Это было слово, написанное лейтенантом Андриановым за несколько часов до того, как его разбил паралич.
Я вскочил, чувствуя, что не могу больше оставаться один в комнате. Я должен быть среди людей, слышать человеческие голоса. Я схватил кожанку и выбежал из комнаты. До рассвета оставалось часа два. Улицы были ещё пустынны. Фонари на строительстве нашего дома не горели.
Тогда я подумал о Крайнове. Я хотел увидеть его. Он был именно тем человеком, который не удивился бы столь позднему приходу.
На стройке Крайнова не было, и я решил пойти к нему домой.
Я знал, где помещается его хибарка, и через несколько минут, пройдя по пахнущему извёсткой коридору, остановился у двери.
Постучал.
– Кто это?
– Это я, капитан, я, Савин. Ты не спишь?
– Сплю, – ответил Крайнов.
– Ты открой, – попросил я, – мне… Словом, я спать не могу и зашёл… – На словах всё выходило очень глупо.
За дверью послышался шорох. Потом дверь приоткрылась, я хотел уже войти, но на пороге показался Крайнов. Не давая мне войти, он вышел в коридор, притворив за собой дверь. Крайнов был в галифе, нижней сорочке и туфлях, надетых на босые ноги.
– Ну, чего там у тебя стряслось? – спросил Крайнов.
– Ничего, капитан, – ответил я. – Теперь мне и самому видно, что я, как дурак, зря поднял тебя среди ночи. Ты извини… Мне просто трудно было одному. Вот я и решил…
Он пристально посмотрел на меня…
– Ну что ж, посидим, коли так. К себе не приглашаю, беспорядок у меня. А вот на окошко, пожалуй, присядем.
Там, куда он показал, в конце коридора, не было никакого окошка. Просто виднелся провал в стене, который ещё не успели заделать. Мы подошли и уселись прямо на камнях. Здесь было относительно светло, – наступало серое утро.
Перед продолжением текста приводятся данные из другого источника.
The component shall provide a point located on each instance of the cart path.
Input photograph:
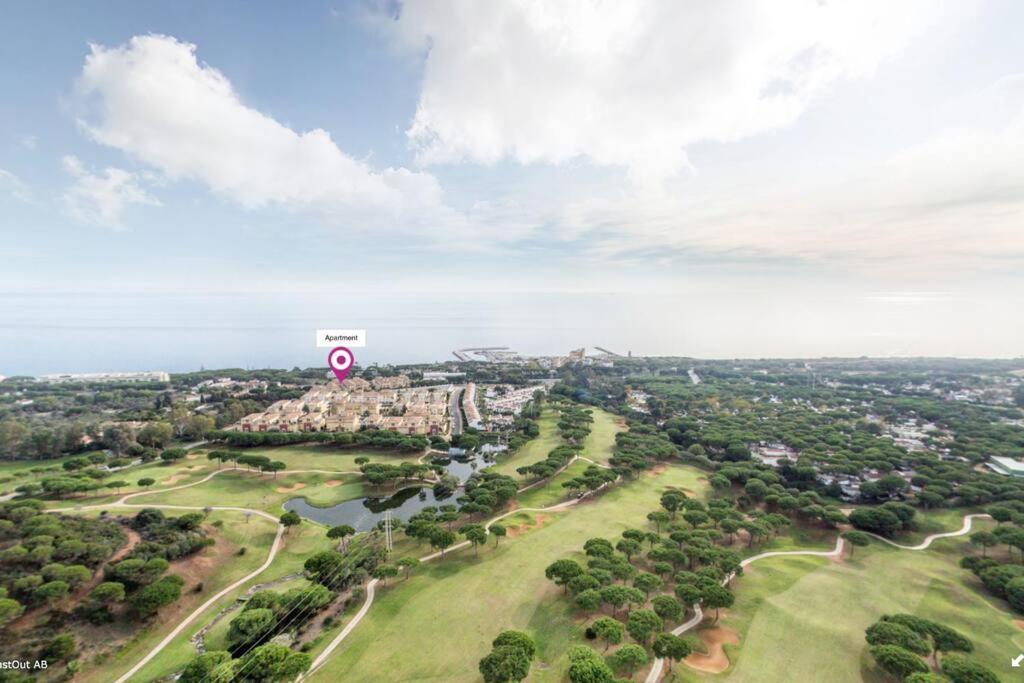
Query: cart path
(655, 670)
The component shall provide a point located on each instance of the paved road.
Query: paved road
(655, 670)
(123, 502)
(206, 605)
(318, 662)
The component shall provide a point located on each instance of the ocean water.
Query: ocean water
(74, 332)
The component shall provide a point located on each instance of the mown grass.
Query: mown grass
(437, 625)
(536, 450)
(804, 617)
(261, 492)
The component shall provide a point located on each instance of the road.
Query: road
(455, 407)
(655, 670)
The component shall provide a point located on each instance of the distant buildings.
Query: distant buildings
(469, 407)
(771, 454)
(109, 377)
(387, 403)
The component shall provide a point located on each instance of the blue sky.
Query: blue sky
(790, 147)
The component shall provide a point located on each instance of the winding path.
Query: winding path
(655, 671)
(274, 547)
(323, 656)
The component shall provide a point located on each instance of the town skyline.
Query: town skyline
(855, 161)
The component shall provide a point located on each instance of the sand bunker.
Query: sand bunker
(715, 662)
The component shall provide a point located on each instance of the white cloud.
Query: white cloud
(101, 199)
(154, 100)
(13, 185)
(633, 83)
(953, 201)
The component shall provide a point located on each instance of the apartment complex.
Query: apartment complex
(387, 403)
(109, 377)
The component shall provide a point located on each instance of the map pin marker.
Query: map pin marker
(340, 360)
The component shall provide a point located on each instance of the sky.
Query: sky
(855, 168)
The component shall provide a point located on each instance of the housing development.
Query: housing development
(512, 341)
(401, 486)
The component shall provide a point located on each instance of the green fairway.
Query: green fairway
(476, 597)
(551, 492)
(536, 450)
(601, 440)
(327, 457)
(217, 566)
(261, 492)
(803, 619)
(299, 544)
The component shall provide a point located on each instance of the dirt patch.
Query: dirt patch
(538, 521)
(715, 662)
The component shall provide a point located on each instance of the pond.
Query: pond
(364, 513)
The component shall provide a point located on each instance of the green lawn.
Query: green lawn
(326, 457)
(217, 566)
(551, 492)
(536, 450)
(601, 440)
(261, 492)
(299, 544)
(476, 597)
(801, 616)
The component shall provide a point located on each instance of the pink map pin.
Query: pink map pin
(340, 360)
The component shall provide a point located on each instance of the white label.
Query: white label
(332, 338)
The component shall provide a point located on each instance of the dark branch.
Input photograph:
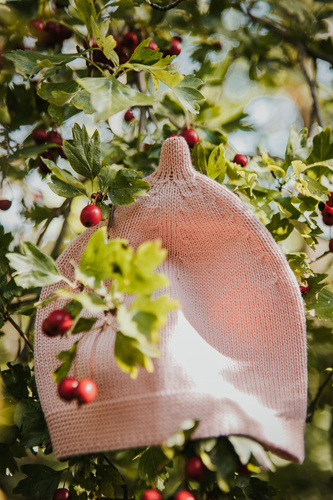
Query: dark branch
(313, 90)
(163, 7)
(20, 331)
(312, 406)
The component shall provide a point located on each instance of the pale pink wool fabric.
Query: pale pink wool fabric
(234, 356)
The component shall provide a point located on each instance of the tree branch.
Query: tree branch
(313, 89)
(163, 7)
(20, 331)
(312, 406)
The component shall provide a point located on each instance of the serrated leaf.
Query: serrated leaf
(29, 62)
(40, 482)
(145, 59)
(108, 96)
(66, 177)
(67, 358)
(126, 186)
(58, 93)
(322, 147)
(216, 163)
(35, 268)
(83, 152)
(187, 94)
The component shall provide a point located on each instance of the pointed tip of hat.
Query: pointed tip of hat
(175, 158)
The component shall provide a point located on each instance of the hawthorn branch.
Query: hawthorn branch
(313, 404)
(313, 90)
(20, 331)
(163, 8)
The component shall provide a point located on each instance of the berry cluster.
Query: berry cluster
(41, 136)
(50, 33)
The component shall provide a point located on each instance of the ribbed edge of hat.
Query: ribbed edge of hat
(104, 426)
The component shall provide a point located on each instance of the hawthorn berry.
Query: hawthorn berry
(55, 137)
(5, 204)
(191, 137)
(91, 215)
(86, 391)
(129, 115)
(67, 388)
(195, 469)
(152, 495)
(41, 165)
(39, 135)
(62, 494)
(175, 47)
(129, 40)
(152, 45)
(184, 495)
(305, 288)
(241, 160)
(57, 323)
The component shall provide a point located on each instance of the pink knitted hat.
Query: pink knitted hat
(233, 357)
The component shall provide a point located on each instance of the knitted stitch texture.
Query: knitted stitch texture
(233, 357)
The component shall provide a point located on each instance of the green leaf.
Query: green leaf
(35, 268)
(199, 158)
(217, 164)
(151, 464)
(187, 94)
(67, 358)
(87, 11)
(126, 186)
(41, 481)
(66, 178)
(145, 59)
(29, 62)
(104, 42)
(322, 147)
(108, 96)
(84, 153)
(59, 93)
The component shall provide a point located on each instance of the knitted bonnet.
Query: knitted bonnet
(233, 356)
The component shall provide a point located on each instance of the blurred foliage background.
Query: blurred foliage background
(259, 83)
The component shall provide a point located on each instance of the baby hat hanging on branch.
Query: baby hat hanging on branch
(232, 357)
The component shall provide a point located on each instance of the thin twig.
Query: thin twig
(312, 406)
(20, 331)
(163, 7)
(313, 89)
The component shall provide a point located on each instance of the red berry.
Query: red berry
(175, 47)
(62, 494)
(5, 204)
(129, 115)
(184, 495)
(305, 288)
(195, 469)
(191, 137)
(41, 165)
(152, 495)
(130, 40)
(39, 135)
(54, 136)
(91, 215)
(241, 160)
(57, 323)
(36, 26)
(328, 215)
(152, 45)
(67, 388)
(86, 391)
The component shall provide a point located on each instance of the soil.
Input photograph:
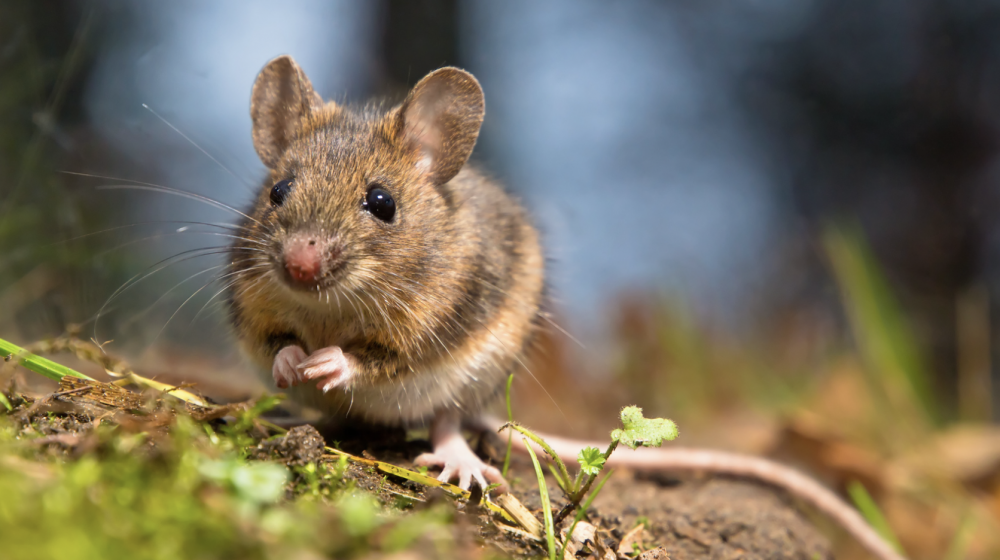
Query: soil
(691, 518)
(710, 518)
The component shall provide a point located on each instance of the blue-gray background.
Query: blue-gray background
(684, 150)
– Так что же? – спросил Крайнов, похлопывая здоровой рукой по своему острому колену. – Бессонница, говоришь, и порошки не помогают?
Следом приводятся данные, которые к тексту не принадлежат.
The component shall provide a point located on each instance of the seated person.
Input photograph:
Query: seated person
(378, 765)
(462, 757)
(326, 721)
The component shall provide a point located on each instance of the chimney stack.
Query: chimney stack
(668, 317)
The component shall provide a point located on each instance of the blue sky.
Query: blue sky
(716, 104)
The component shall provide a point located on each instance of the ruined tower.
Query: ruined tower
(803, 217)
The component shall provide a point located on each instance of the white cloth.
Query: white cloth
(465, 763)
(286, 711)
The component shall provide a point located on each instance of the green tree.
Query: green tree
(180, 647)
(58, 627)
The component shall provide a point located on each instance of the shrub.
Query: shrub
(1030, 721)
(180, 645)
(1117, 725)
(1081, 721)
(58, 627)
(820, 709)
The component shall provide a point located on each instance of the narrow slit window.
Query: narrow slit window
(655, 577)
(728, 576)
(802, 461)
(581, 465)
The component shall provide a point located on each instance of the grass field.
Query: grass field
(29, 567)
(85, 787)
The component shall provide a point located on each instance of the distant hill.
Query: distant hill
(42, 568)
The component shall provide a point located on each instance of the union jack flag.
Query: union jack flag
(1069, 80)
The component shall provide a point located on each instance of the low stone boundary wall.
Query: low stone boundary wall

– Да, – признался я, – бессонница. И мне бы ни о чём не хотелось сейчас говорить с тобой. Просто окажи мне услугу. Посиди вот так со мной. Не могу я сейчас быть один.
– Хорошо, – просто ответил Крайнов. Хотя он произнёс только одно слово, я сразу заметил, что тон его изменился, стал каким-то другим.
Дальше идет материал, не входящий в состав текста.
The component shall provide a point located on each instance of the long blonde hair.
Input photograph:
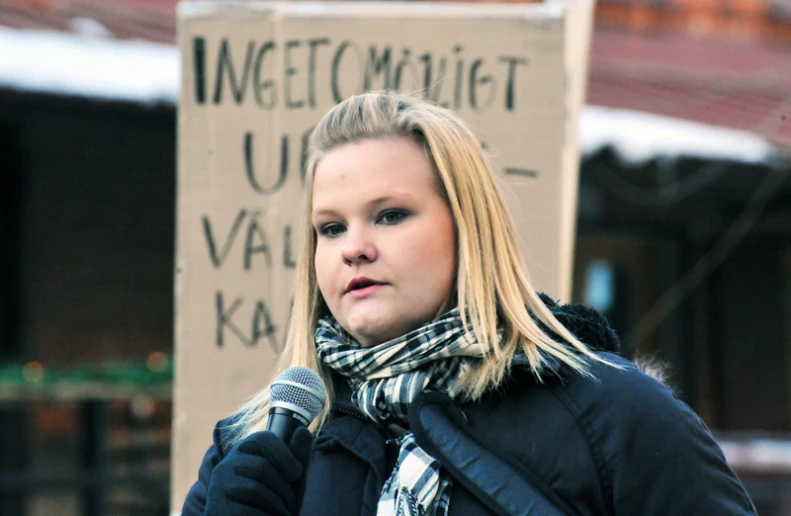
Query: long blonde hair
(492, 283)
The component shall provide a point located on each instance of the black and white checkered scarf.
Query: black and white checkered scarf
(385, 379)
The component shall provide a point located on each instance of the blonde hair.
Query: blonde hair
(492, 283)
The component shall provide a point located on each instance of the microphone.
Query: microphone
(295, 399)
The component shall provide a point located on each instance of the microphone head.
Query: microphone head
(299, 389)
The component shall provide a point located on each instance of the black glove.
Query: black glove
(260, 476)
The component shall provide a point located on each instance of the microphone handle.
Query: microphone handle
(283, 423)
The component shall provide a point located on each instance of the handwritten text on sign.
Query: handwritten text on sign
(274, 74)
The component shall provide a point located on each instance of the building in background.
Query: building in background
(684, 212)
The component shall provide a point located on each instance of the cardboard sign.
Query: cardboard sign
(256, 77)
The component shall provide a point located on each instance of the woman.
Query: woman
(453, 387)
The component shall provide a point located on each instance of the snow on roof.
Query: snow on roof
(146, 72)
(638, 136)
(68, 64)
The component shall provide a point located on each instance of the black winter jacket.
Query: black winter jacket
(619, 444)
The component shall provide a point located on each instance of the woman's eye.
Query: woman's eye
(392, 216)
(331, 230)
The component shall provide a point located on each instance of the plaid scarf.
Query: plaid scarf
(385, 379)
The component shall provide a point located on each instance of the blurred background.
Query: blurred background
(684, 219)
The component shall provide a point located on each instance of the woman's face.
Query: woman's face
(385, 242)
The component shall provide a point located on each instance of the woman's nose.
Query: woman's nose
(358, 247)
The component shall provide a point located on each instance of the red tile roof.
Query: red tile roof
(737, 83)
(740, 84)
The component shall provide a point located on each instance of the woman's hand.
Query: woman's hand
(260, 476)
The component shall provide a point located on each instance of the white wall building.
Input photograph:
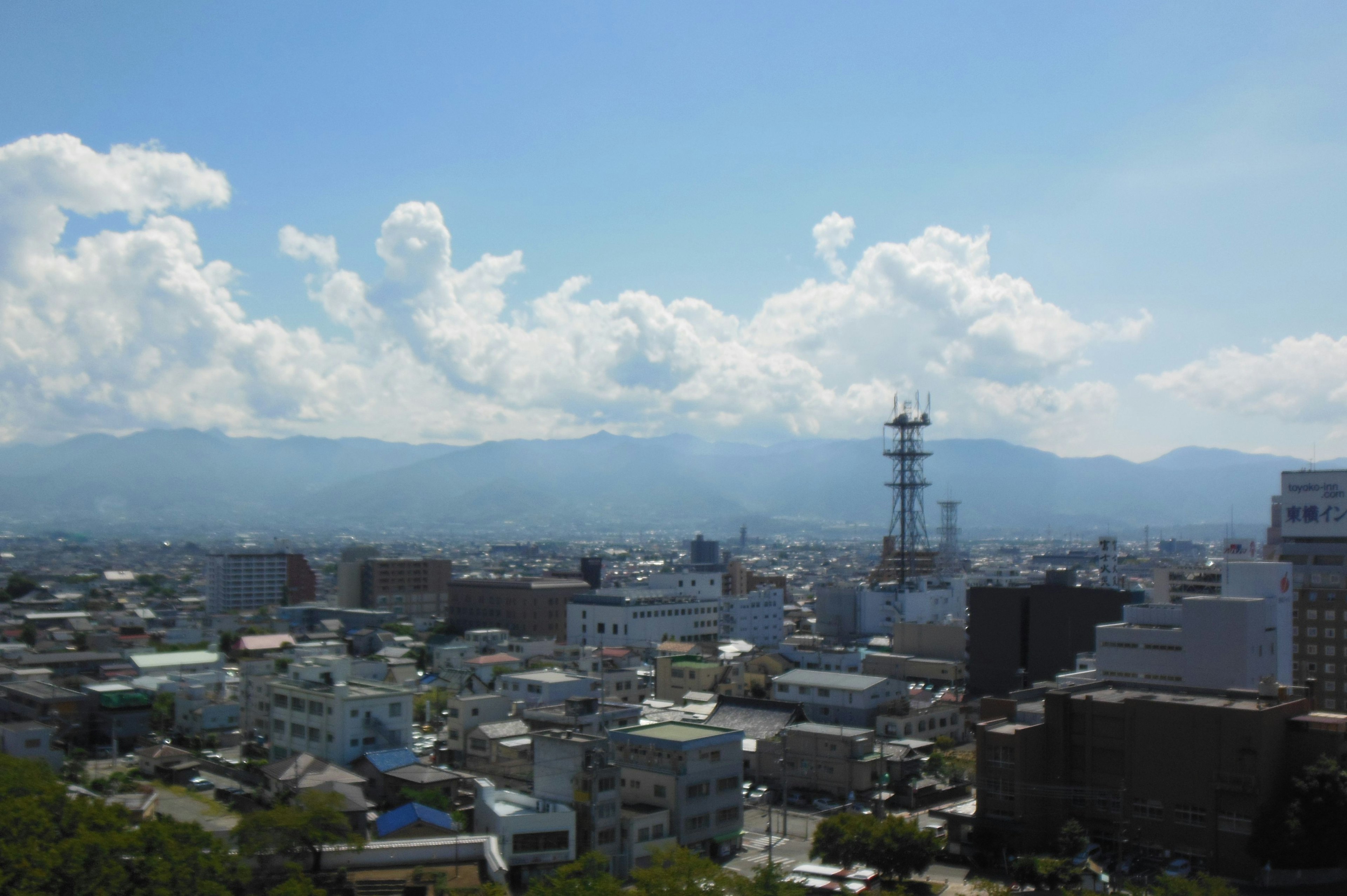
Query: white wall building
(1202, 642)
(642, 618)
(535, 835)
(758, 618)
(320, 709)
(688, 584)
(545, 688)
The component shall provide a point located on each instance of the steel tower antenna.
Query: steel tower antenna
(949, 560)
(903, 445)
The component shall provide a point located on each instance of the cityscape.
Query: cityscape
(608, 449)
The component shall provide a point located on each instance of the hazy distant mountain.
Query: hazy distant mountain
(185, 481)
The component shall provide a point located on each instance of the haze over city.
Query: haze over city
(593, 449)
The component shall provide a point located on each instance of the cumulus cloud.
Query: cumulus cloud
(135, 328)
(830, 235)
(1298, 380)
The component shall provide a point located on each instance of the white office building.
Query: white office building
(758, 618)
(688, 584)
(322, 710)
(1201, 642)
(535, 835)
(642, 618)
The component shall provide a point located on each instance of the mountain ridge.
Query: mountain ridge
(192, 480)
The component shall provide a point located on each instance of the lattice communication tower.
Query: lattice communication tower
(947, 560)
(903, 445)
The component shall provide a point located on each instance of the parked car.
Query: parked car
(1178, 868)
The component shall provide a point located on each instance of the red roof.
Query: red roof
(494, 659)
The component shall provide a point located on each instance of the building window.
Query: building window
(1195, 816)
(1152, 809)
(542, 843)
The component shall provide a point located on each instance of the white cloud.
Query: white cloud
(1296, 380)
(135, 328)
(833, 234)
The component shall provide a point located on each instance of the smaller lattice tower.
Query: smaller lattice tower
(947, 557)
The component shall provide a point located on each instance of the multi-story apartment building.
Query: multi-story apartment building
(239, 582)
(1023, 635)
(1310, 531)
(642, 618)
(406, 585)
(534, 607)
(758, 618)
(321, 710)
(1199, 642)
(1150, 771)
(838, 699)
(574, 768)
(693, 771)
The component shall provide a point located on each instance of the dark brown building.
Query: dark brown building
(1150, 773)
(1024, 635)
(524, 606)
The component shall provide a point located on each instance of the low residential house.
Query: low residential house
(588, 715)
(838, 699)
(469, 709)
(168, 763)
(677, 675)
(547, 688)
(32, 740)
(411, 821)
(503, 751)
(302, 771)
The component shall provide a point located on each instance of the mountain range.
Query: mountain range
(189, 481)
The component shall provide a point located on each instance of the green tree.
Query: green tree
(297, 829)
(587, 876)
(770, 880)
(297, 884)
(1073, 838)
(1195, 886)
(845, 840)
(163, 713)
(902, 849)
(1310, 829)
(679, 872)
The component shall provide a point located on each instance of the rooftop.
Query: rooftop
(674, 732)
(841, 681)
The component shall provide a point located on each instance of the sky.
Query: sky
(1087, 228)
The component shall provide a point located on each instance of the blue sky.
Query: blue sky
(1183, 161)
Некоторое время мы молчали. Стало ещё светлее. Туман, скрывавший Финский залив, рассеялся. Проехал переполненный автобус. На улице показались люди.
– Что ж думаешь делать, капитан? – спросил вдруг Крайнов, впервые называя меня капитаном. – Перевооружаться будешь или сманеврируешь?
Я молчал.
– А ты похудел, капитан, – продолжал Крайнов. – Оно так-то тебе лучше идёт.
Я не понимал, иронизирует он или говорит всерьёз.
– Знаешь, Крайнов, иной раз человек в сутки больше переживёт, чем за год, – сказал я, – вспомни фронт…
– Чего мне фронт вспоминать, когда мир перед глазами, – ответил он.